Two Trump Appellate Judges Halt Court’s Criminal Inquiry Into Defiant DOJ Officials

The decision avoids a historic showdown between the White House and the courts — but also empowers the president’s flex of executive authority.

 Immigration and Customs Enforcement agent.
A U.S. Immigration and Customs Enforcement field officer director listens during a briefing. Alex Brandon/AP

Trump administration officials will be spared criminal contempt proceedings after they ignored the D.C. chief federal judge’s orders to turn around planes full of migrants headed for a terrorist prison in El Salvador.

On Friday, the federal appellate circuit in the nation’s capital halted Judge James Boasberg’s attempt to figure out whether top Trump officials lied to him when they put more than 200 migrants aboard Immigration and Customs Enforcement planes on March 15.

During a court hearing that Saturday evening, Department of Justice lawyers who’d already been briefed at agency headquarters about the deportations, according to a whistleblower’s letter to senators, feigned ignorance about the ongoing operation, even as Boasberg commanded them to halt the flights.
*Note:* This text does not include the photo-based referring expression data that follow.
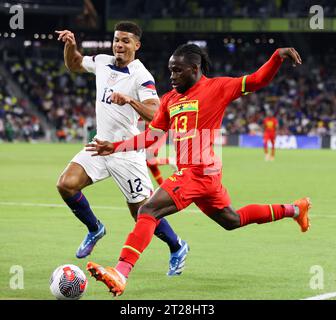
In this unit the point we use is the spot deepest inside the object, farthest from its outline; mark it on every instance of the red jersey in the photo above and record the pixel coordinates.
(270, 125)
(194, 116)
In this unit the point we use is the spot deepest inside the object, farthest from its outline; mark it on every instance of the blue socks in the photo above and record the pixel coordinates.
(164, 232)
(81, 208)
“Any plane containing these folks that is going to take off or is in the air needs to be returned to the United States,” Boasberg ordered. “However that’s accomplished, whether turning around a plane or not embarking anyone on the plane or those people covered by this on the plane, I leave to you. But this is something that you need to make sure is complied with immediately.”
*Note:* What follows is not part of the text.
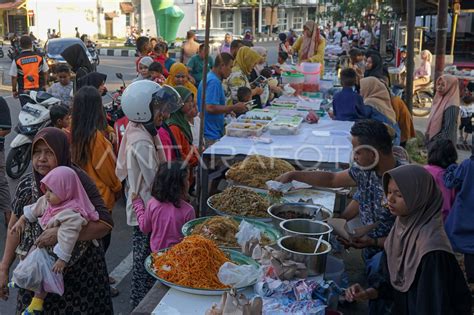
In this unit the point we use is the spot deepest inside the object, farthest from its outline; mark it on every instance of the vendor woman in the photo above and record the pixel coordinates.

But that wasn’t enough for Circuit Judge Gregory G. Katsas, who served as a White House lawyer during Trump’s first term until the president appointed him to the bench. In his concurrence on Friday, Katsas chalked up the episode to nothing more than a misunderstanding, faulting Boasberg for not being clear enough.

Katsas wrote that Boasberg’s temporary restraining order “was insufficiently clear to support criminal contempt,” reasoning that the written order that subsequently made it to the court docket “did not explain what constituted ‘removing’ class members.”
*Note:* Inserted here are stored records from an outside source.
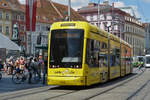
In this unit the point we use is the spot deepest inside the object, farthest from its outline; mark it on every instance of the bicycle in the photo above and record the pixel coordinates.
(22, 76)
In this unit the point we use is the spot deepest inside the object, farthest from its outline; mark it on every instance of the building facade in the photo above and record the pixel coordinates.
(147, 46)
(47, 13)
(5, 19)
(116, 22)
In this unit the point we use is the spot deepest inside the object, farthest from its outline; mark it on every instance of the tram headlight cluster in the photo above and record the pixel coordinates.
(54, 66)
(72, 66)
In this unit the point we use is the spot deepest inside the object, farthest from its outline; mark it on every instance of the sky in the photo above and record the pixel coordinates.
(140, 7)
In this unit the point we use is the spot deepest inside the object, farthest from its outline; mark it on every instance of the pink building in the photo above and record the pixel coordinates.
(116, 21)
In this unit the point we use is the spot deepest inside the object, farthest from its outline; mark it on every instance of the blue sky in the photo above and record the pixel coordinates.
(141, 7)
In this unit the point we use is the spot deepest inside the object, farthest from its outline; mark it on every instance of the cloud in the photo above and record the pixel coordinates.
(146, 1)
(75, 4)
(133, 11)
(22, 1)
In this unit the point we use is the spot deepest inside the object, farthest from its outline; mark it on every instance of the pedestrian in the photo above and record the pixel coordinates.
(30, 67)
(41, 65)
(45, 69)
(36, 68)
(5, 67)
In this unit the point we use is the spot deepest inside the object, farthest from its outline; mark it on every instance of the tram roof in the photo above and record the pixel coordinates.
(92, 27)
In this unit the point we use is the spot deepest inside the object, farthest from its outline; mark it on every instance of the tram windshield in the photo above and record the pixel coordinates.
(148, 60)
(66, 47)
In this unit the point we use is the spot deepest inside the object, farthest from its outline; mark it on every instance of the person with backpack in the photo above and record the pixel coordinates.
(30, 67)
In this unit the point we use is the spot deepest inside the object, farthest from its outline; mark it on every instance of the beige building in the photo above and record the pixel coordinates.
(134, 32)
(5, 18)
(117, 22)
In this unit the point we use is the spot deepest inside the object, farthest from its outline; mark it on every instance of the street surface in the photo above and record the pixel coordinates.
(132, 87)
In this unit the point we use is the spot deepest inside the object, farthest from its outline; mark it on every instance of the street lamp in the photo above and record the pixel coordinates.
(69, 10)
(98, 14)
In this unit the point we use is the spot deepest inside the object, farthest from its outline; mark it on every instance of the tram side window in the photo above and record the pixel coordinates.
(103, 55)
(93, 48)
(115, 57)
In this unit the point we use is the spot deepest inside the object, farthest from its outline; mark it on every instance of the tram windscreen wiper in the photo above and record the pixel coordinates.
(66, 46)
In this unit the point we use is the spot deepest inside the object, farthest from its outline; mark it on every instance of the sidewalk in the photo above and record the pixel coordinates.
(6, 84)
In their analysis, appellate judges also ignored a brewing scandal lurking in the background: a recent whistleblower’s revelation that a high-ranking Justice Department official had ordered prosecutors to defy any judge who tries to block the rushed deportations.

Those assertions, made by a prosecutor who was on that very team until he was fired, supported the idea that law enforcement officials were already dead set on flouting judicial orders when they planned the expedited and covert expulsion operation. The whistleblower, Erez Reuveni, claimed that Emil Bove — then the principal assistant deputy attorney general and a former Trump personal defense lawyer — had just one day earlier told staff that “DOJ would have to consider telling the courts, ‘Fuck you.’”

Reuveni has since been fired for insubordination. Trump recently made Bove a 3rd Circuit appeals judge with a lifetime appointment. And the nearly 230 migrants sent to El Salvador’s CECOT prison that weekend in March have been released to Venezuela.

Circuit Judge Neomi Rao, another Trump appointee on the appellate panel, painted Boasberg’s attempts to get to the bottom of what happened as an “intrusion on the president’s foreign affairs authority.”

“The district court’s abuse of the contempt power is especially egregious because contempt proceedings against senior executive branch officials carry profound ‘separation of power[s] overtones’ that demand the most ‘sensitive judicial scrutiny,” she wrote, partially quoting a 1979 appellate case.

However, both Katsas and Rao acknowledged there was yet another reason fueling their reluctance to uncover what DOJ officials knew when they ignored Boasberg’s orders: what Rao called a “high stakes clash between the executive branch and a district court.”

“In sum, the district court’s show-cause order would provoke many grave conflicts between the judicial branch and the executive branch at its highest levels,” Katsas observed, noting that it’s a fight he’d rather avoid than have the courts “grapple unnecessarily with the difficult, contentious issues.”

The lone dissent in the appellate panel’s decision came Circuit Judge Cornelia Pillard, an Obama appointee who warned about the cost of quickly pouring cold water on the growing firestorm between the nation’s judiciary and the White House.

“The rule of law depends on obedience to judicial orders,” she wrote. “Our system of courts cannot long endure if disappointed litigants defy court orders with impunity rather than legally challenge them. That is why willful disobedience of a court order is punishable as criminal contempt.”

Pillard also made it a point to defend Boasberg, the District of Columbia’s chief federal judge, whom Trump has insulted as a “troublemaker and agitator” and called for his impeachment.

“The majority does an exemplary judge a grave disservice by overstepping its bounds to upend his effort to vindicate the judicial authority that is our shared trust,” Pillard wrote.